Because TNF-α can regulate the expression of IL-6 (Katz et al., 2004), and both cytokines are often co-released (Arango Duque and Descoteaux, 2014), we next examined the influence of perturbing mitochondrial respiratory chain function on these two cytokines. As predicted, LPS-induced IL-6 and TNF-α levels were significantly correlated upon stimulation, but KCN treatment abolished this coupling (Fig. 4F,G,I). While other inhibitors (Complexes I, III and V) caused a 18–20% reduction in both IL-6 and TNF-α levels, KCN (Complex IV) reduced TNF-α levels by 72% but increased the IL-6 by 13% (Fig. 4C). As a result, KCN treatment increased the IL-6 to TNF-α ratio by 3.5-fold, whereas other mitochondrial inhibitors only modestly increased the ratio by 0.2–0.5-fold (Fig. 4H).
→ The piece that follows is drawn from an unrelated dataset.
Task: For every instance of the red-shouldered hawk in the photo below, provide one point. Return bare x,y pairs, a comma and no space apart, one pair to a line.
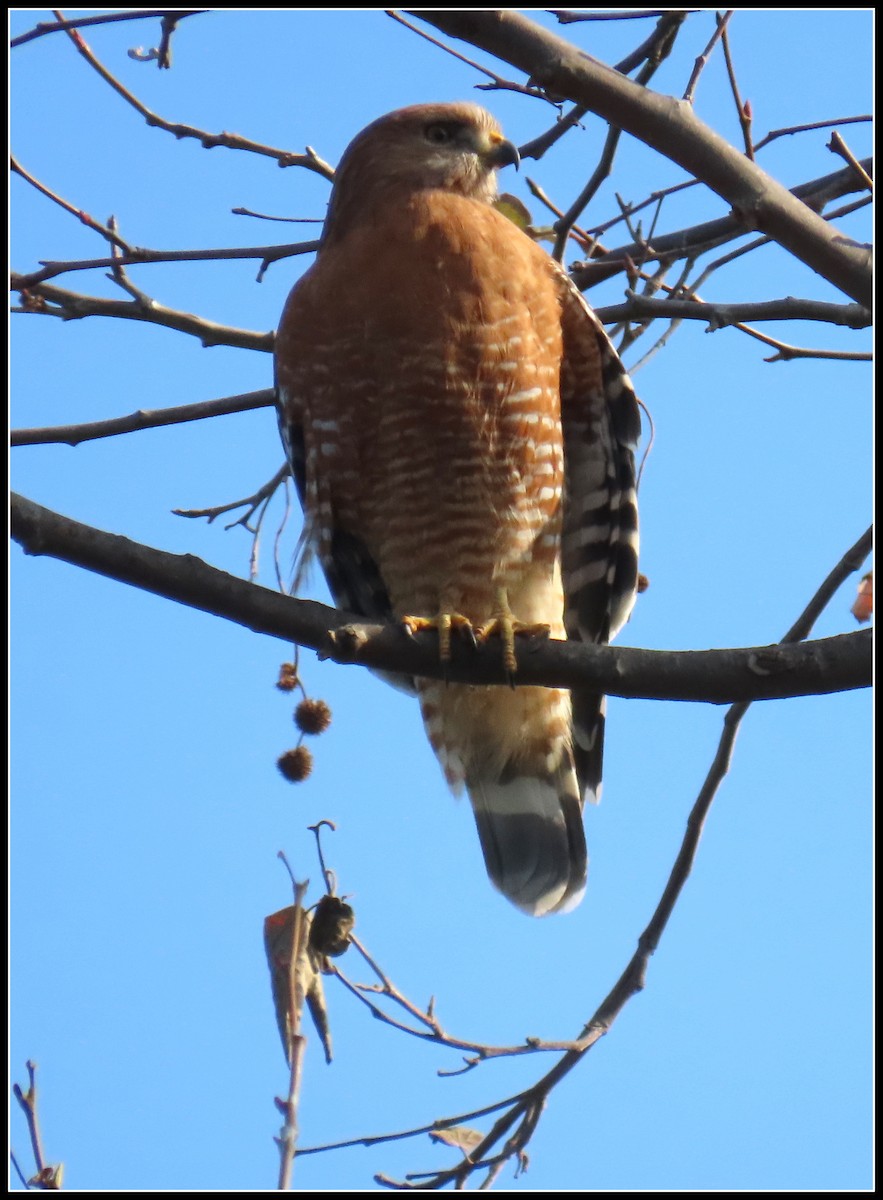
462,435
KCN also reduced IL-10 levels by 47% (p ​= ​0.17) compared to mean LPS levels whereas Complexes I, III and V inhibitors reduced IL-10 levels by 24%, 26% and 28% respectively (Supplemental Figure S2A-C). These results suggest that KCN and its target respiratory chain complex, Complex IV, has a particularly strong influence on the pro- and anti-inflammatory cytokine levels in whole blood leukocytes.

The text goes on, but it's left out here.